The lines you draw as a child – the ones that delineate a landscape, the ones that Google still uses to symbolise that which is an ‘image’ – are seen in each direction you look, through every window you gaze out of. The up/down slope of a mountain, the waves and curves of trees, of clouds, horizon lines where the sky meets the earth.
The simplicity of that, of these lines, is everywhere here, yet there is also a complexity to them, lying within the land, within the mechanisms of earthly, ecological and geographical systems.
The land overtakes you – so much so, at times you can’t see, or don’t know yourself as other from it. You lose the idea of yourself as a thing. Or maybe, more accurately, you become less attached to ideas about things.
Everything is happening below the silence.
When I applied, over a year ago, I wrote about wanting to rekindle with the act of putting paint to a surface. I had imagined myself immersed in oils, spending the days strengthening my ‘technique’ and maybe leaving with some sense of a higher command over a brush. In the end, I barely used a lick of it – its materiality felt almost too manufactured to work with.
Instead, I made shapes with fabric found from broken deck chairs – fabric that once held the weight of horizontal bodies in repose – containing a stiffness, a bodiliness of their own, that could hold my gestural manipulations in place.

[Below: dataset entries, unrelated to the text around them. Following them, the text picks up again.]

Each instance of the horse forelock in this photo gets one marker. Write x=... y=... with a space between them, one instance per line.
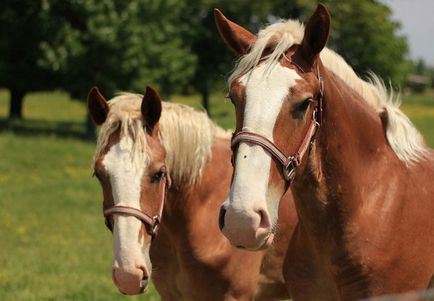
x=402 y=135
x=186 y=134
x=125 y=116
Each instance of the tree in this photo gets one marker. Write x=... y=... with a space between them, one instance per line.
x=75 y=44
x=214 y=62
x=368 y=39
x=25 y=28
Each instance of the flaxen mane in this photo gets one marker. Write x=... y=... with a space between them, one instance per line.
x=401 y=134
x=186 y=134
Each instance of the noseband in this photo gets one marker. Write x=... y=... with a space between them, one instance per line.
x=290 y=163
x=152 y=222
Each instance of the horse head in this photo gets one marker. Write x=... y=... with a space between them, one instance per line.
x=276 y=90
x=130 y=166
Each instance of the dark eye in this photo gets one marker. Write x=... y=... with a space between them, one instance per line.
x=301 y=108
x=159 y=175
x=228 y=96
x=304 y=105
x=95 y=174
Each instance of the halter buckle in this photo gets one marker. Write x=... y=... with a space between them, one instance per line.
x=290 y=168
x=155 y=226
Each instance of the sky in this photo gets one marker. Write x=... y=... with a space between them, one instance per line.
x=417 y=21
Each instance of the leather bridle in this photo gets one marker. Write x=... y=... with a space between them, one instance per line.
x=290 y=163
x=151 y=221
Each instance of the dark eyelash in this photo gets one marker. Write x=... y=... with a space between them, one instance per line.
x=304 y=105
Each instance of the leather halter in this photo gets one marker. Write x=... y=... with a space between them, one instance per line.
x=152 y=222
x=290 y=163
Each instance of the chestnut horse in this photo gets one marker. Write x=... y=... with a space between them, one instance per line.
x=360 y=173
x=139 y=156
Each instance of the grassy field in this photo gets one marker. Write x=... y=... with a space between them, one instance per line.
x=53 y=243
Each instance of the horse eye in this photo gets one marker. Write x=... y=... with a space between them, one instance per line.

I drew, by way of mixing chalk dust and old rainwater on unprimed pages of a small sketchbook. I used pieces of masking tape to seal the edges of these pages, then transferred the stained tape to the wall outside my studio, gathering a collection of horizon lines, forming outwards. Nature did the rest of the work for me. Sand particles from an unanticipated Saharan dust storm rained down over the land, not only casting everything in an eerie sepia light, but trapping residues of wet dust in the grooves of the tape.
Incidental, elemental paintings – only there if you chose to look.